In a recent press release, IBM announced that they are moving security to a new level, with “pervasively encrypted data, all the time at any scale”. That sounded cool and, after talks with IBM, I must admit that it is cool. However, it is “only” on their IBM Z mainframe system, specifically the IBM Z14.
By massively increasing the encryption capabilities on the processor and through a system architecture that is designed from scratch to meet the highest security requirements, these systems can hold data encrypted at any time, with IBM claiming support of up to 12 billion encrypted transactions per day. Business data and applications running on IBM Z can be better protected than ever before – and better than on any other platform.
One could argue that this is happening in a system environment that is slowly dying. However, IBM in fact has won a significant number of new customers in the past year. Furthermore, while this is targeted as of now at mainframe customers, there is already one service that is accessible via the cloud: a blockchain service where secure containers for the blockchain are operated in the IBM Cloud in various datacenters across the globe.

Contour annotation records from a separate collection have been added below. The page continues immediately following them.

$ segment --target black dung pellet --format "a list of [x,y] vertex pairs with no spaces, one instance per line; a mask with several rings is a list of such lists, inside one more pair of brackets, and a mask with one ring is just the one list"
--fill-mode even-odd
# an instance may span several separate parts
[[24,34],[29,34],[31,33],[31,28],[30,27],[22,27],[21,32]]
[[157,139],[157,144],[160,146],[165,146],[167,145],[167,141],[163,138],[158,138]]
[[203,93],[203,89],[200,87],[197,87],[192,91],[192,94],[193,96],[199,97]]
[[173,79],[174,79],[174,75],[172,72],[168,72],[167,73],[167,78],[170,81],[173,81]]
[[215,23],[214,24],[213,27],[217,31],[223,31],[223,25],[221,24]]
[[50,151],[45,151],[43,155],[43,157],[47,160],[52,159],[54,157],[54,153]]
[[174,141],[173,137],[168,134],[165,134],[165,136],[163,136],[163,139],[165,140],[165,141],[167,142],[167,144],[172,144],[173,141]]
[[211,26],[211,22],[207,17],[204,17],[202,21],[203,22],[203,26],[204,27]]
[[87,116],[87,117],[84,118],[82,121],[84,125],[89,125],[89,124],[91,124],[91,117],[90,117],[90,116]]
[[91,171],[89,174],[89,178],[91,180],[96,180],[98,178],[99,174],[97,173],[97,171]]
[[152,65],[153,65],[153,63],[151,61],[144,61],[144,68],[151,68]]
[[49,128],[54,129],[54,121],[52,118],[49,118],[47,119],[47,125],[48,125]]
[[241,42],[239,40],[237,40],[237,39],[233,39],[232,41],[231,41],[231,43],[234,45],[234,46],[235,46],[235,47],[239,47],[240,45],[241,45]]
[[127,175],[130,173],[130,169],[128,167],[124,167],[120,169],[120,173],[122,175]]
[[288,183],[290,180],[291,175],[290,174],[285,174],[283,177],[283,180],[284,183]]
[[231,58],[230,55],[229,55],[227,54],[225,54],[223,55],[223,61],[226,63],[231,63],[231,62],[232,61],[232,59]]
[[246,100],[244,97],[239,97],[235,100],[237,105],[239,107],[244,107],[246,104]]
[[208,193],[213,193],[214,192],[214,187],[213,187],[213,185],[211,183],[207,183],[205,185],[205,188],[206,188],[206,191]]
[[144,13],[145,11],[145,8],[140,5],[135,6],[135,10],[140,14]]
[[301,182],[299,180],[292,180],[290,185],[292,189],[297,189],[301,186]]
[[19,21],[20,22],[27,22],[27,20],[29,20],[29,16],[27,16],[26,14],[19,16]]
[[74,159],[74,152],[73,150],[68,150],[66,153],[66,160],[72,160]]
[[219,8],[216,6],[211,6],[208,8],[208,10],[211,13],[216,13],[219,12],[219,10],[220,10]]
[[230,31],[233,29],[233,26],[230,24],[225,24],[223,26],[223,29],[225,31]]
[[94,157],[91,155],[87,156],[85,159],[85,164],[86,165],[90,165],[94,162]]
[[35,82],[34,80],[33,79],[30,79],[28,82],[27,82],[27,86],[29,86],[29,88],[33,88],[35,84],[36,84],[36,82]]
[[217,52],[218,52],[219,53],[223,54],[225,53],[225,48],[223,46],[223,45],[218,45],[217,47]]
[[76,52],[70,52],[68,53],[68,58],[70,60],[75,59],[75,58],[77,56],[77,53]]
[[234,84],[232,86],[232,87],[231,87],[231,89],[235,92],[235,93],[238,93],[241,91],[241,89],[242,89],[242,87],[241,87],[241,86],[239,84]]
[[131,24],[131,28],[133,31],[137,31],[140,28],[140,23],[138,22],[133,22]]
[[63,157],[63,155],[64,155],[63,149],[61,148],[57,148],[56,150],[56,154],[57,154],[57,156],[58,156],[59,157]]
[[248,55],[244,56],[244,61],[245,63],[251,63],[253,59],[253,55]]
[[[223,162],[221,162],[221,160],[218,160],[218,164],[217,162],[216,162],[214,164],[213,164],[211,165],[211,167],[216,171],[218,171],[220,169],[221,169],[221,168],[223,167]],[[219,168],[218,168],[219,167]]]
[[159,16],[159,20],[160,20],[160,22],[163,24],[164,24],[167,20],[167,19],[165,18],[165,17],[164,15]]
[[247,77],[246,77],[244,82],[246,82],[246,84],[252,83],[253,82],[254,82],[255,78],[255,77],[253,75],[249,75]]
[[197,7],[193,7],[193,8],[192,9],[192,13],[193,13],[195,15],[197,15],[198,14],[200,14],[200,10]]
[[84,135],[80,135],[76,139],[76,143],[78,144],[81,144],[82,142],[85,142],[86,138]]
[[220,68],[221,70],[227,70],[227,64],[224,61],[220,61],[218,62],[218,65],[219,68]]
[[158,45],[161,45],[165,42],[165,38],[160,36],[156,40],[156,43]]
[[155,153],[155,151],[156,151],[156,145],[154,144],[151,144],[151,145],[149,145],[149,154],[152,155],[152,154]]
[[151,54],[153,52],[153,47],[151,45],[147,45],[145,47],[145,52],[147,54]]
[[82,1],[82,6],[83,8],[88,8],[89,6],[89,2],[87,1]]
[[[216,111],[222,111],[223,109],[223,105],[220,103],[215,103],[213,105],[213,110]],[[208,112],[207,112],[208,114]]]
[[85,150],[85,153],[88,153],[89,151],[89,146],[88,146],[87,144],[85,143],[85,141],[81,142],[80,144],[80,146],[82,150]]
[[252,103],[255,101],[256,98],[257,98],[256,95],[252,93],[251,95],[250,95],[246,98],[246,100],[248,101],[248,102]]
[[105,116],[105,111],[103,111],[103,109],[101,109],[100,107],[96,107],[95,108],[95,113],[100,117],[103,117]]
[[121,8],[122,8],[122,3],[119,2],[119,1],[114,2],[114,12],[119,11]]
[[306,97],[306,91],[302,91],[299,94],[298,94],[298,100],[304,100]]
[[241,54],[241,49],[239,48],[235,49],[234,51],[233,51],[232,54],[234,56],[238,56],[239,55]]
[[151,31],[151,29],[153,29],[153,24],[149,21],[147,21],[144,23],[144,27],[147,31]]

It will be interesting to see whether and when IBM will make more of these pervasive encryption capabilities available as a cloud service or in other forms for organizations not running their own mainframes. The big challenge here obviously will be end-to-end security. If there is a highly secure mainframe-based backend environment, but applications accessing these services through secure APIs from less secure frontend environments, there will remain a security risk. Unfortunately, other platforms don’t come with the same level of built-in security and encryption power as the new IBM Z mainframe.
Such a gap between what is available (or will be available soon) on the mainframe and what we find on other platforms is not new. Virtualization was available on the mainframe way before the age of VMware and other PC virtualization software started. Systems for dynamically authorizing requests at runtime such as RACF are the norm in mainframe environments, while the same approach and standards such as XACML are still struggling in the non-mainframe world.
With its new announcement, IBM on one hand again shows that many interesting capabilities are introduced on mainframes first, while also demonstrating a potential path into the future of mainframes: as the system that manages the highest security environments and maybe in future acts as the secure backend environment, accessible via the cloud. I’d love to see the latter.